Je détaille sa tenue pendant qu'elle marche. Toujours aussi belle sans rien faire pour. Un pantalon marron large, un pull blanc avec de grosses mailles et un col, un chignon à moitié défait... Mais ça suffit largement, car son visage dégage un truc particulier et que ses looks décontractés lui correspondent. Je la préfère ainsi : simple, naturelle, elle-même.

— Tu marches toujours aussi doucement ? je lui demande quand elle se rapproche. Ou bien tu retardais ce moment ?

Hailey me jette un sale regard en faisant les derniers pas.

— Le retarder, c'est plutôt ta spécialité. Tu vas quand même jusqu'à sécher nos enseignements communs. Tu as peur de moi, Gabriel Prescott ?

Elle reste à un bon mètre de sécurité et je ricane en crachant la fumée. Moi, peur d'elle ? Dans ses rêves !

— Mon réveil a juste omis de sonner lundi. Tu n'es pas si intimidante, Hailey Clark.

Mon air hautain de sortie, je plonge mes yeux dans les siens en affirmant cela. Elle croise les bras et arbore une mine sévère.

— Alors explique-moi pour Bethany sans jamais détourner le regard.

À l'entente de ce prénom, mes yeux dévient automatiquement sur le côté. Et merde...

Lorsque je reviens sur elle, je remarque un haussement de sourcil fier, du genre « Ah, tu vois ! », et il m'agace plus que de raison. Parce que oui, je suis impressionné par cette fille minuscule.

— D'emblée le sujet qui fâche ? Aucun « je suis contente de te revoir » ou « j'ai grave envie de toi » ? Même pas de « cette semaine est passée trop lentement » ?

Hailey observe derrière elle avec sa main comme visière, puis se retourne en mimant l'incompréhension.

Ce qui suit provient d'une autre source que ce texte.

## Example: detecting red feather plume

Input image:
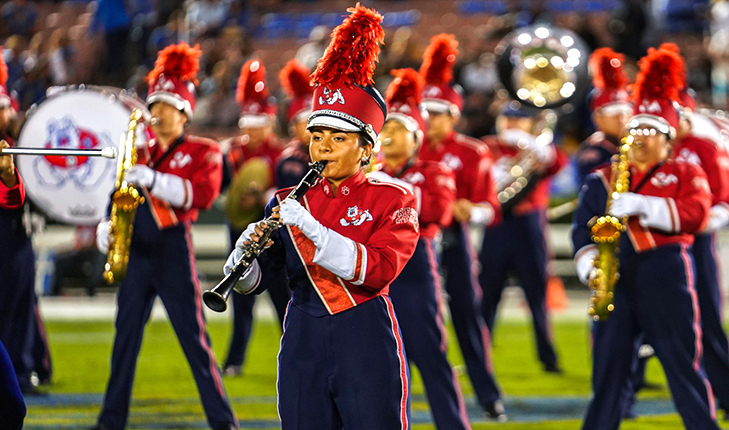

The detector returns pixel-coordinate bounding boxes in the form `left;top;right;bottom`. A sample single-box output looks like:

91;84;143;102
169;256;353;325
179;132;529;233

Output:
385;69;424;106
235;60;268;104
420;33;458;85
147;42;202;85
658;42;688;90
0;46;8;86
311;2;385;90
278;59;314;98
589;48;628;91
633;48;685;104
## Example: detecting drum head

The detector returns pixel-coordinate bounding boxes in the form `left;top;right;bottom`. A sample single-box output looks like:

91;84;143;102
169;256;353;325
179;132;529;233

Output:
16;88;144;225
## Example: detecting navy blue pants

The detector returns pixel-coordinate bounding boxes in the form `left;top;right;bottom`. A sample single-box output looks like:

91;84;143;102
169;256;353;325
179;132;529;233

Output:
99;224;237;430
225;228;291;366
390;237;471;430
0;240;37;387
479;211;557;366
278;296;410;430
582;245;719;430
692;234;729;410
441;224;501;405
0;342;26;430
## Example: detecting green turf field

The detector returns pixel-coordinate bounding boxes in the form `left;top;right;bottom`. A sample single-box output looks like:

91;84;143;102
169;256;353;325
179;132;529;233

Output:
25;320;729;430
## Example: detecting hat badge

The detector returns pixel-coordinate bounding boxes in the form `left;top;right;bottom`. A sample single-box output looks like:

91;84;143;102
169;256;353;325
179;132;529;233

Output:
319;88;344;106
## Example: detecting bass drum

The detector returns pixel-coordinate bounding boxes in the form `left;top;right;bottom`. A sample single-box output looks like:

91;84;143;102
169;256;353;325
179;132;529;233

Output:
16;86;149;225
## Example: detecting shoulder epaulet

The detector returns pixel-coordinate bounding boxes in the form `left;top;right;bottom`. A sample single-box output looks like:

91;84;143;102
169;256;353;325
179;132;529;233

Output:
367;178;413;195
453;134;488;152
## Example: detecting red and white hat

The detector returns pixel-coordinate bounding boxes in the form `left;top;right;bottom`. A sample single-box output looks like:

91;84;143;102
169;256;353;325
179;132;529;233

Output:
307;3;387;144
420;34;463;116
147;42;202;121
278;59;314;124
658;43;697;113
235;60;276;128
628;48;685;138
0;47;18;112
589;48;633;115
385;69;427;132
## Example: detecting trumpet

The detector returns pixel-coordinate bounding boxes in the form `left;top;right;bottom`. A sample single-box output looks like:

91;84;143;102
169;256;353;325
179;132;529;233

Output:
203;161;327;312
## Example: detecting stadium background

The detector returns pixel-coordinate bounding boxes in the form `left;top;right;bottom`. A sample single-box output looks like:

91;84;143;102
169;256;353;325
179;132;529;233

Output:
0;0;729;429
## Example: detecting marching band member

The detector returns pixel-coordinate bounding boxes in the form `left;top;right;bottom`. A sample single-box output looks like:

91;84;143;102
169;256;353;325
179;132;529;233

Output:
659;43;729;413
225;4;419;430
95;43;237;430
572;49;719;430
369;69;470;430
479;101;567;373
576;48;633;184
419;34;505;419
276;59;314;188
0;139;27;430
218;60;290;376
0;53;52;394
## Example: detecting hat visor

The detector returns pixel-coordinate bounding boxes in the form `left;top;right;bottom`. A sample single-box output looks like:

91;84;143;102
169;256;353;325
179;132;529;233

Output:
238;115;274;128
597;103;633;116
306;115;363;133
423;99;458;115
628;114;676;139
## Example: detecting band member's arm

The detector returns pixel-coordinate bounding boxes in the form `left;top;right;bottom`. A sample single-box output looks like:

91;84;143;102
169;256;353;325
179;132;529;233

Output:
126;147;222;210
280;190;419;290
416;164;456;227
0;141;25;209
610;164;711;234
572;171;607;284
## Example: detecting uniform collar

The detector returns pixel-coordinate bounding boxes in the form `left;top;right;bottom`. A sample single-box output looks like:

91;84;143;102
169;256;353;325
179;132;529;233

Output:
320;170;367;199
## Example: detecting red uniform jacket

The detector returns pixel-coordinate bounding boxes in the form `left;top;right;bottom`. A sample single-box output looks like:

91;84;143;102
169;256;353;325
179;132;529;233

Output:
418;133;501;223
383;160;456;239
253;172;419;316
483;136;569;215
594;159;711;252
0;169;25;209
137;134;223;228
672;135;729;206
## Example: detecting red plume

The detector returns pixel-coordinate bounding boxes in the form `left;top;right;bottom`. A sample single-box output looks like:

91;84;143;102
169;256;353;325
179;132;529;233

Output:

— Pardon, c'est à moi que tu parles ? (De l'index, elle montre sa propre personne.) Depuis quand je sors de telles conneries ?

Je rigole avant de prendre une énième taffe.

— Environ jamais. Mais je sais que tu les penses, c'est le plus important.

À ma grande surprise, elle ne me contredit pas. Elle hésite, me jauge en penchant la tête, et finit par hausser les épaules.

— Peut-être bien.

Dans ma cage thoracique, mon cœur bat soudain plus rapidement. C'est un aveu implicite. En tout cas, pour elle, ça y ressemble beaucoup, et il me donne le sourire. Quel cauchemar ! On dirait un ado tout juste pubère.

— Tu m'as manqué aussi, bébé.

Je fais genre de prendre ça à la rigolade, affiche un rictus moqueur et joue le mec flatté en plus du séducteur complètement naze. Hailey simule une envie de vomir.

— Beurk. Je peux faire un effort, tenter d'être « mignonne » ou au moins sympathique, mais je refuse toute utilisation des surnoms.

Elle mime les guillemets, ce mot la rebutant. J'aime son caractère. Son côté farouche, désobéissant, inapprivoisable. Cette meuf est tellement différente. Elle change des gens auxquels je suis habitué : polis, qui cirent les pompes, fades et insignifiants, qui adulent mon père, respectueux mais ennuyants. En résumé, sans aucune personnalité et soumis. Je dois être maso ou jaloux car elle respire deux notions qui me paraissent lointaines voire inatteignables : d'abord une liberté éternelle, puis un courage à toute épreuve. Parce que, en réalité, je suis exactement comme toutes les personnes que je viens de critiquer : victime d'un monde basé sur le paraître.

— On va en parler ailleurs ? Des surnoms qu'on peut se donner ? Et bien sûr de mes conquêtes, vu que mon palmarès semble hanter tes nuits ?

Cette proposition quitte mes lèvres toute seule. Je veux prolonger cette discussion, passer ma soirée à la taquiner, continuer à être fasciné par son indépendance. Et je veux faire ceci dans un lieu précis, où je trouve refuge lorsque j'ai besoin de me sentir plus comme Hailey et moins comme un jeune homme insipide.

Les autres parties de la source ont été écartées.